Proposer d’autres formats : extraits, nouvelles ou récits brefs
Pour lutter contre ces problèmes de concentration et les lacunes des élèves, les enseignants expliquent que les extraits remplacent peu à peu les études d’oeuvres intégrales dans les écoles et les universités. « Les étudiants les plus performants des écoles exclusives comme Columbia peuvent déchiffrer des mots et des phrases. Mais ils ont du mal à maintenir leur attention et n’ont pas l’ambition nécessaire pour s’immerger dans un texte substantiel.» Les professeurs proposent donc désormais volontiers des formats courts à leurs étudiants. Ainsi, Andrew Delbanco, professeur d’études américaines à Columbia, a conçu un séminaire portant sur des œuvres courtes en prose au lieu d’un cours général sur la littérature. Si son cours consacré à Melville incluait autrefois Moby Dick, il se contente maintenant d’étudier un roman inachevé, Billy Budd, Marin, Benito Cereno et Bartleby. L’universitaire défend ce choix en précisant qu’il lui permet de cerner avec plus d’acuité les subtilités de la langue. Il convient selon lui de « s’adapter à l’époque ».
De l’importance de l’empathie
La lecture, on le sait, permet de développer l’empathie, en conduisant le lecteur à s’identifier aux personnages évoqués dans le récit lu, y compris lorsque le personnage est très différent de lui, y compris lorsqu’il vit dans un espace temps très différent du sien, ou dans un autre contexte sociologique. Ce phénomène d’empathie a permis de comprendre des gens et des modes de vie différents et a donc engendré certains progrès sociaux et politiques. La lecture élargit par conséquent les sympathies et en cela, elle joue un rôle fondamental. Mais cette identification salutaire suppose de suivre tout le parcours d’un personnage et non de le suivre sur quelques paragraphes ou pages seulement.
De plus et c’est un cercle vicieux, les élèves de collège et de lycée ont lu moins de livres en classe, en particulier parce que depuis plus de vingt ans, certaines initiatives éducatives telles que « No Child Left Behind » et « Common Core » ont mis en avant des textes informatifs au détriment des textes littéraires.

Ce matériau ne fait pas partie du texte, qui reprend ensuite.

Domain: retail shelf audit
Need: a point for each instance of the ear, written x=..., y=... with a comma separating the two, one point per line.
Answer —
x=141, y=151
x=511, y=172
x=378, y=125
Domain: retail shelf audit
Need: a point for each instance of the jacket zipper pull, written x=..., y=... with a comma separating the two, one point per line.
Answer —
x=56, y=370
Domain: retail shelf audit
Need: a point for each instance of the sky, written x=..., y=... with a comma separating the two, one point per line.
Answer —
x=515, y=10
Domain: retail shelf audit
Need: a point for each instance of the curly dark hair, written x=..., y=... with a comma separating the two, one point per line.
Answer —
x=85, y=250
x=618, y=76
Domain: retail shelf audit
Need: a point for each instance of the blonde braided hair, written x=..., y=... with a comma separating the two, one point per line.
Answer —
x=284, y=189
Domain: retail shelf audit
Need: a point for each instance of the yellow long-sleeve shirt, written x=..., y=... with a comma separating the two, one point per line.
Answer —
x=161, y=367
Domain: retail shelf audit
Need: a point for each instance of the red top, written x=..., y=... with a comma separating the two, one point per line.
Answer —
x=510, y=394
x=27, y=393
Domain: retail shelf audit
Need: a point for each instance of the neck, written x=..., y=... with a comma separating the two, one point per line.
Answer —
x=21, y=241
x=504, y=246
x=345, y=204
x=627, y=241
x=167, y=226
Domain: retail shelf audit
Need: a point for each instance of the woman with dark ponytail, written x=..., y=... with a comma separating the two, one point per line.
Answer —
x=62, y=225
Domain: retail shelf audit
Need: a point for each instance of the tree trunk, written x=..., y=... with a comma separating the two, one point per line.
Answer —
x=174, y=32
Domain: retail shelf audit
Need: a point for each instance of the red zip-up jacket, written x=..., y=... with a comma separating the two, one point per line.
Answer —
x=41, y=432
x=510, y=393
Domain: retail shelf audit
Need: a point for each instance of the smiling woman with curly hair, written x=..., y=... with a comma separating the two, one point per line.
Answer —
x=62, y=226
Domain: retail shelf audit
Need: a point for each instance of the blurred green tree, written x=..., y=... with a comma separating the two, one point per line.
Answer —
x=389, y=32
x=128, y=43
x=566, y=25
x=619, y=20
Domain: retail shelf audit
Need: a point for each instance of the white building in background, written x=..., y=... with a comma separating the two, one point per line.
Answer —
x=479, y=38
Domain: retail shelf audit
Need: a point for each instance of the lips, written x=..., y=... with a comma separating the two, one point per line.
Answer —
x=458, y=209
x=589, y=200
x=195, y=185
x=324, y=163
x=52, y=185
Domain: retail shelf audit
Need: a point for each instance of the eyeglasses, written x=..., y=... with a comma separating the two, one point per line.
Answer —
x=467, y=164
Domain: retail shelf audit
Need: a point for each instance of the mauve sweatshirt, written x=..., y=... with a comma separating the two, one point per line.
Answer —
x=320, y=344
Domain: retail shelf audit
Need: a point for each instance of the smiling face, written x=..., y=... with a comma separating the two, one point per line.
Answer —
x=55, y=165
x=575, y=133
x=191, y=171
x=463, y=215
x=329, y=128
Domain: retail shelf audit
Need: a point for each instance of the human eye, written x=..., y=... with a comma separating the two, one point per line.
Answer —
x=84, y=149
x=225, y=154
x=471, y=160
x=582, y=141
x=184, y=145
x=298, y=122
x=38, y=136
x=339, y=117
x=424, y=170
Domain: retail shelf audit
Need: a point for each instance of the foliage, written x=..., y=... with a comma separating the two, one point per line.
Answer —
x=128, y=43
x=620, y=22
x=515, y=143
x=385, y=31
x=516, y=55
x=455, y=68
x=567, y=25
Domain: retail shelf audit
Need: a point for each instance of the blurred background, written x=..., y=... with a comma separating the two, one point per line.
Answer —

Esprit critique et introspection
Enfin, selon « la neuroscientifique Maryanne Wolf, la lecture approfondie, c’est-à-dire l’immersion prolongée dans un texte, stimule un certain nombre d’habitudes mentales précieuses, notamment la pensée critique et l’introspection, d’une manière qu’une lecture rapide ou menée sur de courtes périodes ne permet pas ».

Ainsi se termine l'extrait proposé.